Blog

Breaking the Limits: How Folia Made 1,000 Player Minecraft Server a Reality

Check out the impressive results of the large-scale Folia test that took place on June 18th, 2023. Learn more about our findings and technical challenges in this post.

Introduction

Folia emerges as a promising fork of Paper, boasting an innovative implementation of regionalized multithreading on the server. Traditional Minecraft servers have always faced limitations when it came to player capacity, often struggling to support more than a few hundred players at a time.
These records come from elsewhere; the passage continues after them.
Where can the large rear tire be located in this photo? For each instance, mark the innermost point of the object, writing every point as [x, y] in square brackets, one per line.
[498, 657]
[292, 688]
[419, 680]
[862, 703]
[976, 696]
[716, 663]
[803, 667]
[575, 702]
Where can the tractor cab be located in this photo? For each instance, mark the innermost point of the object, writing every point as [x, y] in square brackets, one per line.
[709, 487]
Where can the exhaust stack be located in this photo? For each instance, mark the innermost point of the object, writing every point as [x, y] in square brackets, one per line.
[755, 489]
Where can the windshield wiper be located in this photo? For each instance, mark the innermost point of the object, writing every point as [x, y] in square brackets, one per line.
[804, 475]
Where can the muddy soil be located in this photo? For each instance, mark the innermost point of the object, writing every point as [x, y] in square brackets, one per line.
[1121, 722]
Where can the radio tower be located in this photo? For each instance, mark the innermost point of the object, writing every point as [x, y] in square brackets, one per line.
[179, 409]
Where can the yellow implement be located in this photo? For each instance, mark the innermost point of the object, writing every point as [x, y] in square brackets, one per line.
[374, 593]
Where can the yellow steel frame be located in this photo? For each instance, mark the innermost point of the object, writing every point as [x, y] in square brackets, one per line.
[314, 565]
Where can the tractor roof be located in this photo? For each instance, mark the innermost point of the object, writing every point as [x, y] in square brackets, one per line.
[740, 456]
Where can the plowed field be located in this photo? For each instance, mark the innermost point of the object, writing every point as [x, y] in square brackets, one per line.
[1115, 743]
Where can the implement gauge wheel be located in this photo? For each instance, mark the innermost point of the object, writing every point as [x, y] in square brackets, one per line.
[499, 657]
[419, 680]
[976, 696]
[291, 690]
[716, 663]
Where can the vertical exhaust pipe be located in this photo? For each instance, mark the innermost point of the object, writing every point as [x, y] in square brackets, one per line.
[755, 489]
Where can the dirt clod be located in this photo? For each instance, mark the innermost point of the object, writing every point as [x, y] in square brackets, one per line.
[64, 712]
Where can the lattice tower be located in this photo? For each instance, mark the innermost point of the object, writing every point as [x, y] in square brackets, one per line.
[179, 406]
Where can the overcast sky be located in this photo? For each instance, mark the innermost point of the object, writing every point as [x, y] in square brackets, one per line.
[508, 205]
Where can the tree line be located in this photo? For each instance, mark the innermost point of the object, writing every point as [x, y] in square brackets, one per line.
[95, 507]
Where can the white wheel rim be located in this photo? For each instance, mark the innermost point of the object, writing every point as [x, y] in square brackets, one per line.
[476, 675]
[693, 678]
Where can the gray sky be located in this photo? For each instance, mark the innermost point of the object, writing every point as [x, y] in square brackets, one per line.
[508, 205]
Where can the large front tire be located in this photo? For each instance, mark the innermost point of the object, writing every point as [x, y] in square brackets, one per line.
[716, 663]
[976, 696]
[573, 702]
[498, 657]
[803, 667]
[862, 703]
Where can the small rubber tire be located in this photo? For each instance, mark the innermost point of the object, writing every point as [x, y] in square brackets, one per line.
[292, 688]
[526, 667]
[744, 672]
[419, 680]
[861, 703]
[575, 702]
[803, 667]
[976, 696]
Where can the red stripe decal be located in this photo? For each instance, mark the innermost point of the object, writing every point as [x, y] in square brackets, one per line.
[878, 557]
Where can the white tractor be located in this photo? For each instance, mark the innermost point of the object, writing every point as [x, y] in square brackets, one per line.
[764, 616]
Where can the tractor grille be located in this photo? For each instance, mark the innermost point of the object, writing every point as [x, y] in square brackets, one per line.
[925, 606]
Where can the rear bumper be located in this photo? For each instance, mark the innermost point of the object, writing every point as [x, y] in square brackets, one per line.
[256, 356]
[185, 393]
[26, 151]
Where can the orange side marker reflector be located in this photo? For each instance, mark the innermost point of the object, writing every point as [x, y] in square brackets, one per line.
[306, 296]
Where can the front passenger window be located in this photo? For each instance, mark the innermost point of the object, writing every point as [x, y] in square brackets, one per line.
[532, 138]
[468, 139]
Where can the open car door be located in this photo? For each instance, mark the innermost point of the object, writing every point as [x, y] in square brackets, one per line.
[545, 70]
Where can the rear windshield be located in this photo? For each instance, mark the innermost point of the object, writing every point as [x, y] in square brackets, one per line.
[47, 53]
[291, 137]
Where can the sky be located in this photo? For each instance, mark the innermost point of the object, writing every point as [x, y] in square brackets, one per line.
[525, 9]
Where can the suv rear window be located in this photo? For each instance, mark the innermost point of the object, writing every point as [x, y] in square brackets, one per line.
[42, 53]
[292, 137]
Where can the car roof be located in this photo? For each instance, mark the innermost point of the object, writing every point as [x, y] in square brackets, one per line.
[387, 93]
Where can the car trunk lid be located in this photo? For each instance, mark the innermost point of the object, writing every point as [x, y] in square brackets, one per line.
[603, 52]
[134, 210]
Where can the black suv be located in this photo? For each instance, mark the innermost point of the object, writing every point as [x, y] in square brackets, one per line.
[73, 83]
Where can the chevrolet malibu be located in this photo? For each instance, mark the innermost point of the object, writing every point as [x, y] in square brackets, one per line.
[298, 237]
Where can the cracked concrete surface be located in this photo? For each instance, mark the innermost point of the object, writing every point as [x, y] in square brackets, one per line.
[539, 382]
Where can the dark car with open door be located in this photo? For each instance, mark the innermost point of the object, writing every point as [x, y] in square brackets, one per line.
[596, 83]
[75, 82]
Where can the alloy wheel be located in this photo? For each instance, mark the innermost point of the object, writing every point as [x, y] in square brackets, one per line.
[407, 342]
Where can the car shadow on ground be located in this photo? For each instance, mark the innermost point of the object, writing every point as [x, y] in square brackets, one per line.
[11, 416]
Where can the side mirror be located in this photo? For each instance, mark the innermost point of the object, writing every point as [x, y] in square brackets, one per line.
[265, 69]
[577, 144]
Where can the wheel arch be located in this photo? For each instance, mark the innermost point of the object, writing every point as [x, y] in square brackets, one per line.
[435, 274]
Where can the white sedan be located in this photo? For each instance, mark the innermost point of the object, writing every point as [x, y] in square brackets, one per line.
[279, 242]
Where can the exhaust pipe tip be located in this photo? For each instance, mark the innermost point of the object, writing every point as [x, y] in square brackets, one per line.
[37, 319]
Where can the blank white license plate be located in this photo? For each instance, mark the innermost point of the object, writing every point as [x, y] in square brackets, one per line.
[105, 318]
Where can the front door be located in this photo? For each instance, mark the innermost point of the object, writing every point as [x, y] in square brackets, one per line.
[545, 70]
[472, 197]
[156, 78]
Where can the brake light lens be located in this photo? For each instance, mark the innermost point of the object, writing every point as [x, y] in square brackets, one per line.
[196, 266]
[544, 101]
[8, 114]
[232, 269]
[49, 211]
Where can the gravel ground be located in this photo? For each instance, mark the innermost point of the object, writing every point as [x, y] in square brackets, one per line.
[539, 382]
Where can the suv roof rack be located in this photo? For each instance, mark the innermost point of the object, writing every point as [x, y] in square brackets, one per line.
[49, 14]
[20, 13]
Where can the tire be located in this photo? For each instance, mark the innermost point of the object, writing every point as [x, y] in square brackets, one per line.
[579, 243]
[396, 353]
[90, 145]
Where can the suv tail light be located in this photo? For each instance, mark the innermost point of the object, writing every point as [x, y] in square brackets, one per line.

This is because Minecraft servers primarily rely on a single thread to handle all game logic and player interactions. 

Myself, Spottedleaf, and Michael conducted this test to evaluate and analyze Folia's performance and stability under various conditions. We would like to thank Tubbo for streaming this test event.

Our Test

We wanted to conduct a test with Folia and see how it can perform on “regular” hardware and configurations. The previous public test ran on absurdly powerful hardware, which would not be realistic in many of the use cases. However, it's important to note that this test only provides a glimpse into the potential of Folia and its regionalized multithreading capabilities.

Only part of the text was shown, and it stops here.